US-China trade meet constructive but non-conclusive, more rounds expected for the deal

Much to the respite of the crumbling global trade and investor market, the two rival economies, the United States and China, resumed talks on Wednesday in Shanghai. The team of US negotiators, led by US trade representative Robert Lighthizer and Treasury Secretary Steven Mnuchin, met Chinese Vice-Premier Liu He.

Commenting over the talks, China’s state news agency, Xinhua said, “The two sides conducted frank, highly efficient and constructive in-depth exchanges on major issues of common interest in the economic and trade field.” It added that the export of agricultural goods from the US to China was also discussed.

US President Donald Trump criticized China’s attitude ahead of the talks. “My team is negotiating with them now, but they always change the deal in the end to their benefit,” he tweeted on Tuesday.
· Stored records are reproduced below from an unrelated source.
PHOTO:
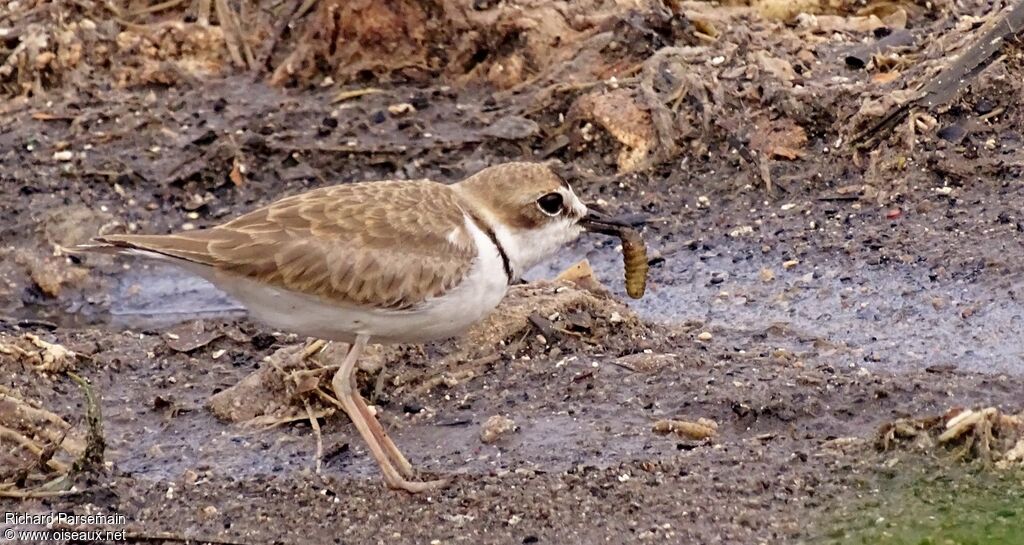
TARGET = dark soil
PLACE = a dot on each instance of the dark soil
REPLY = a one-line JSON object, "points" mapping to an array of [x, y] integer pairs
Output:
{"points": [[898, 297]]}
The first face to face negotiation between the two nations since the trade truce got declared last month, got winded up earlier than expected and the US team left for the airport without interacting with the reporters.

The trade talks between the world’s biggest economies started to take a downturn earlier this last month when the Trump administration accused China of having “reneged” on its previous commitments of making structural changes, while Chinese officials argued that Americans raised their demand.

US has accused China of unfair trade practices including barriers against foreign companies to access its market and providing subsidies to favour Chinese companies. Trump administration said that such a biased approach has resulted in the loss of hundreds of thousands of US jobs over the past two decades. To put pressure on Beijing, Washington levied tariffs on Chinese imports. Beijing responded by putting duties on virtually every product it buys from the US.

The trade war between the two roughly amounts to $360 billion worth of each other’s goods. Unfortunately, it is hampering not only these two economies but also global investment and trade markets.

Many economists believes that trade conflict between the two, is just the face of their rivalry, whereas the underneath issue is the geopolitical competition in different sectors. After battling over the technology sector, not the two have issues over the agricultural sector. Washington and Beijing are to conduct more trade talks to put an end to their year-long economic cold war.